Another promising path, following (ii), is to develop and implement artificial virtue in more dynamic and complex environments where agents face more subtle and intricate problems. By simply increasing the model size (i.e., more nodes and layers in the networks), AVAs could be equipped with a larger number of different virtue networks that learn to classify more nuanced inputs. Advancements in RL could also help to equip AVAs with more sophisticated learning systems and e-types, e.g., by learning from exemplars through inverse RL (Ng and Russell 2000), learning from competitive self-play through deep RL (Bansal et al. 2017), finding suitable tradeoffs between short- and long-term rewards (Abel et al. 2016), or keeping track of multiple and potentially conflicting values through multi-objective RL (Rodriguez-Soto et al. 2021). Similarly, the performance of AVAs in multi-agent systems could in various ways be explored via methods that are explicitly aimed at fostering collective good (Wang et al. 2018; Zhang et al. 2019; Hostallero et al. 2020). To investigate value alignment, AVAs could for instance be trained to face sequential moral dilemmas (Rodriguez-Soto et al. 2020), a special type of Markov games that are solved by finding ethically aligned Nash equilibria. Recent work in policy regularization (Maree and Omlin 2022) can be used to promote explainability by providing intrinsic characterizations of agent behavior (via regularization of objective functions), which in effect creates a bridge between learning and model explanation. Similarly, by situating artificial morality within a broader framework of cognition would also allow the development of artificial virtue to continuously draw from the growing literature on brain science, including experimental psychology, cognitive modeling, and neuroscientific imaging. In turn, this would not only propel human-inspired architectures of artificial moral cognition (Cervantes et al. 2016), but also illuminate features of human morality that depend on more general and highly distributed cognitive capacities (FeldmanHall and Mobbs 2015). To that end, regardless of whether sophisticated artificial morality will ever become reality, we might get new insights about the nature of human morality by approaching ethics from the computational perspective (Pereira et al. 2021).

So what does the future hold for artificial virtuous agents?

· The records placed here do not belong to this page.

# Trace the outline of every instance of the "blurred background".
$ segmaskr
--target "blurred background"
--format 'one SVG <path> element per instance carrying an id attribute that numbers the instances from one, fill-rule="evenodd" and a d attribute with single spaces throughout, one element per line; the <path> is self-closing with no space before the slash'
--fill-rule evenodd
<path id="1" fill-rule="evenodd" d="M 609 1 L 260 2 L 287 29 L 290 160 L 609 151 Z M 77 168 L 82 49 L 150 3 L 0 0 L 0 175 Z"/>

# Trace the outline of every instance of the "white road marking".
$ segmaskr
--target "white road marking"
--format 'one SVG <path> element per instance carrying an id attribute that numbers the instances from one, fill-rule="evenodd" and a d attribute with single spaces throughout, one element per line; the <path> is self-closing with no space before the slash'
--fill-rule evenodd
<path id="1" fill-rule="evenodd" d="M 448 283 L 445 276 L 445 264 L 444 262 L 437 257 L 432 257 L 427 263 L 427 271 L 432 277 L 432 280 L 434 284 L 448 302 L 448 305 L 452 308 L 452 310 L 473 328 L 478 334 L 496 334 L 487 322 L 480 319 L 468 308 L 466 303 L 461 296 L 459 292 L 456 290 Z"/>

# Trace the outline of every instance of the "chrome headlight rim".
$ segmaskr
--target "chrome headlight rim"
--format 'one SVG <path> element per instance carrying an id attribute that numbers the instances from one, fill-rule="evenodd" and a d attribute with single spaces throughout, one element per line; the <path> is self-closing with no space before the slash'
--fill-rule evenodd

In the short-term, we believe AVAs could find suitable experimental applications in various classification tasks such as processing of moral data, action selection, and motor control in simple robotic settings, learning of situations and outcomes (through SL or RL), hybrid models tackling the challenge of conflicting values and virtues, or in further multi-agent simulations and game-theoretic models in order to study social and moral dilemmas. In the mid-term, AVAs could potentially be used to tackle complex but domain-specific problems in real-world environments, e.g., to balance value priorities for self-driving vehicles, or help social robots to develop social sensitivity. In the long term, AVAs might be accepted as rightful members of our moral communities (as argued by Gamez et al. (2020)). In the most optimistic vision, AVAs might help us to reveal novel forms of moral excellence and, as a result, become moral exemplars to humans (Giubilini and Savulescu 2018).

5 Conclusion

In this paper, we have shown how core tenets of virtue ethics can be implemented in artificial systems. As far as we know, it is the first computational implementation of AMAs that solely focus on virtue ethics. Essentially, we believe virtue ethics provides a compelling path toward morally excellent machines that can eventually be incorporated in real-world moral domains. To that end, we hope that our work provides a starting point for the further conceptual, technical, and experimental refinement of artificial virtuousness.